1. The determinants of FDI inflows
Introduction: Benefits of FDI
The advance of the globalization process and the progress of science and technologies have brought
the world closer together than ever before, facilitating the movement and spread of information,
capitals, goods and products, raw materials and human capital from countries around the world. On
one hand, transnational companies are quick to realize these new potential investment destinations
and markets and start moving their resources to even the furthest corners on Earth to capitalize on
these new opportunities. Directly investing in these locations helps companies gain easy access to
the local markets, reduce transportation costs, and take advantage of the local workforce and
On the other hand, countries, especially developing ones, also recognize the importance and
contribution of FDI inflows to their economic growth. FDI inflows increase the existing pool of
capitals and speed up the transfer of new technologies and knowhow to host countries. Also, the
presence of FDI enterprises increases competition in the host countries' business environment,
forcing domestic enterprises to innovate and catch up with their foreign competitors and creates
other positive spillover effects.
Trends in FDI flow in recent years
In recent years, the prospects for overall global FDI flows have been very positive. According to the
statistics of UNCTAD, after falling from the height of $2 trillion in 2007 due to the world economic
recession, the global FDI inflow showed signs of recovery. In 2013, it increased by nearly 9 percent
to reach more than $1.45 trillion, and the increasing trend was observed across all 3 categories of
the economy - developed, developing and transitional economies. Many experts predicted that this
rising trend would continue for the next 3 years.

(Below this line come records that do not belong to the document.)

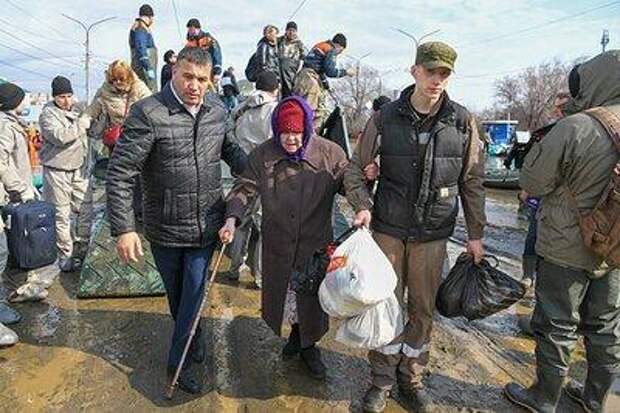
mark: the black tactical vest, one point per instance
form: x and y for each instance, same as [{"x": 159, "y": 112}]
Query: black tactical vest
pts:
[{"x": 415, "y": 206}]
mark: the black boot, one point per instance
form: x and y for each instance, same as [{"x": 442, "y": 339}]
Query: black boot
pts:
[
  {"x": 293, "y": 346},
  {"x": 375, "y": 400},
  {"x": 311, "y": 356},
  {"x": 186, "y": 381},
  {"x": 198, "y": 349},
  {"x": 8, "y": 315},
  {"x": 542, "y": 397}
]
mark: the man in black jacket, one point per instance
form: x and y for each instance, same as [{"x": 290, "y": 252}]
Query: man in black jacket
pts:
[{"x": 175, "y": 140}]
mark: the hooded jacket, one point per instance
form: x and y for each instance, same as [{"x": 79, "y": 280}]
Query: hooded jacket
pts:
[
  {"x": 15, "y": 170},
  {"x": 64, "y": 140},
  {"x": 253, "y": 120},
  {"x": 577, "y": 154},
  {"x": 109, "y": 106}
]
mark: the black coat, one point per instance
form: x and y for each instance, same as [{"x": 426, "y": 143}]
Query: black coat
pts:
[{"x": 179, "y": 159}]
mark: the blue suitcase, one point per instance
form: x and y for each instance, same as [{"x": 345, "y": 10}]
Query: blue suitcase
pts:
[{"x": 31, "y": 234}]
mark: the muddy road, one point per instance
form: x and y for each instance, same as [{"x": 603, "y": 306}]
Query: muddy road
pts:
[{"x": 109, "y": 355}]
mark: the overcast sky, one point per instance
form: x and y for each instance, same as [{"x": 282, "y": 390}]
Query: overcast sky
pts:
[{"x": 492, "y": 38}]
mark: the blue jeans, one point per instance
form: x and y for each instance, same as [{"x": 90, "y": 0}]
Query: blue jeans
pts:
[{"x": 183, "y": 271}]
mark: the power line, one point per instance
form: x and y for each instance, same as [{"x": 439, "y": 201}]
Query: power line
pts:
[
  {"x": 29, "y": 14},
  {"x": 176, "y": 17},
  {"x": 539, "y": 26},
  {"x": 32, "y": 33},
  {"x": 38, "y": 48},
  {"x": 297, "y": 9},
  {"x": 41, "y": 75}
]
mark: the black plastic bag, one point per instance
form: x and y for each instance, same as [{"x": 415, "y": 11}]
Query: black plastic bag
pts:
[
  {"x": 307, "y": 279},
  {"x": 477, "y": 291}
]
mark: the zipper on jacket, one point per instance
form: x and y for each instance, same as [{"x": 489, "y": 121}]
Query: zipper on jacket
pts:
[{"x": 196, "y": 124}]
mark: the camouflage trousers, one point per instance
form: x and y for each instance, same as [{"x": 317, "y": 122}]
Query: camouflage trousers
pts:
[
  {"x": 418, "y": 266},
  {"x": 308, "y": 85},
  {"x": 66, "y": 190}
]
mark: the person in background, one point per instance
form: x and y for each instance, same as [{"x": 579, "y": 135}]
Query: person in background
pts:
[
  {"x": 143, "y": 49},
  {"x": 577, "y": 292},
  {"x": 291, "y": 52},
  {"x": 16, "y": 178},
  {"x": 319, "y": 64},
  {"x": 431, "y": 156},
  {"x": 230, "y": 88},
  {"x": 63, "y": 156},
  {"x": 253, "y": 127},
  {"x": 110, "y": 106},
  {"x": 196, "y": 37},
  {"x": 166, "y": 72}
]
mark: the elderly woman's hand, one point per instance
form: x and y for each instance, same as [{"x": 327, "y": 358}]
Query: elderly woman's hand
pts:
[{"x": 227, "y": 232}]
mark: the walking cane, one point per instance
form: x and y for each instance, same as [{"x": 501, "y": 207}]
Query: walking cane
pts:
[{"x": 175, "y": 378}]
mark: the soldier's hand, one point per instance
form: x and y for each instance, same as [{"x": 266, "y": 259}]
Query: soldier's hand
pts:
[
  {"x": 129, "y": 247},
  {"x": 371, "y": 171},
  {"x": 227, "y": 232},
  {"x": 475, "y": 249},
  {"x": 362, "y": 218}
]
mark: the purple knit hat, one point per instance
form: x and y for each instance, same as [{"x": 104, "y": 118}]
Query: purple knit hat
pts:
[{"x": 308, "y": 127}]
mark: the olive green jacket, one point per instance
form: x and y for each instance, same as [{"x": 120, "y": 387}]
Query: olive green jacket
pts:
[{"x": 577, "y": 154}]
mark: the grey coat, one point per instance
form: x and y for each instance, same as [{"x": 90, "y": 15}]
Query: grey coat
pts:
[
  {"x": 179, "y": 158},
  {"x": 64, "y": 141}
]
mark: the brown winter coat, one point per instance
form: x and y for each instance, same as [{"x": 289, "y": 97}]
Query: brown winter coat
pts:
[{"x": 297, "y": 203}]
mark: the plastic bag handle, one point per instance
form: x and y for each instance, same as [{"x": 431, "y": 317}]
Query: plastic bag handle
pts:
[{"x": 494, "y": 258}]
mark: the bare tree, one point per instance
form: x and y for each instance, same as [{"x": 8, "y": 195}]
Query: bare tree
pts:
[
  {"x": 529, "y": 96},
  {"x": 355, "y": 94}
]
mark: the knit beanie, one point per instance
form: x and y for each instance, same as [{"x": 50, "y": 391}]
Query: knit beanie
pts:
[
  {"x": 267, "y": 81},
  {"x": 61, "y": 85},
  {"x": 11, "y": 96},
  {"x": 290, "y": 118},
  {"x": 340, "y": 39}
]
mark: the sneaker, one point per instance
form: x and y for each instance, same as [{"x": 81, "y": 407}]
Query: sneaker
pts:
[
  {"x": 311, "y": 357},
  {"x": 293, "y": 345},
  {"x": 28, "y": 292},
  {"x": 375, "y": 400}
]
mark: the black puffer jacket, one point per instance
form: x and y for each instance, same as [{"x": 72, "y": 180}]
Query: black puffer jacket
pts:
[{"x": 179, "y": 158}]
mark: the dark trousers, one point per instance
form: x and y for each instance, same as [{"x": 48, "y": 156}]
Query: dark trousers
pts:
[
  {"x": 418, "y": 266},
  {"x": 569, "y": 302},
  {"x": 183, "y": 271}
]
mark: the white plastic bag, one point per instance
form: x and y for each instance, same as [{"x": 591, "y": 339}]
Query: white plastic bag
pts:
[
  {"x": 366, "y": 278},
  {"x": 375, "y": 327}
]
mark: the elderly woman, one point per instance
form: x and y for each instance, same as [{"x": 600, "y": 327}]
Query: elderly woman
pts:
[
  {"x": 296, "y": 175},
  {"x": 108, "y": 110}
]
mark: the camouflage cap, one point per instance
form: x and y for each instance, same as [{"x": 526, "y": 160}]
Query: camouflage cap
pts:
[{"x": 432, "y": 55}]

2. Among all global destinations, with the exception of the year 2009, FDI inflow to developing
countries kept increasing, making up for more than 54% of the total global inflows in 2013 ($778
billion), among which, emerging Asian economies accounted for nearly one third of the total global
share ($426 billion), significantly higher than that of African economies ($57 billion). China arose as
the most attractive developing-economy destination, ranking 2nd among the top host economies for
FDI and receiving a total of $124 billion in 2013, up 2.5% compared with 2012. As for developed
countries, after reaching a peak of $1.3 trillion in 2007, the total amount of FDI inflow to the region
deteriorated and stood at $566 billion in 2012, only slightly greater than that of 2012 ($517 billion).
North America attracted $250 billion while the European countries received $246 billion.
In terms of FDI outflows, developed countries maintained their lead, contributing more than $857
billion or more than 60% of the total global outflows. The United States and Japan were the most
active investors, investing $338 billion and $126 billion abroad respectively.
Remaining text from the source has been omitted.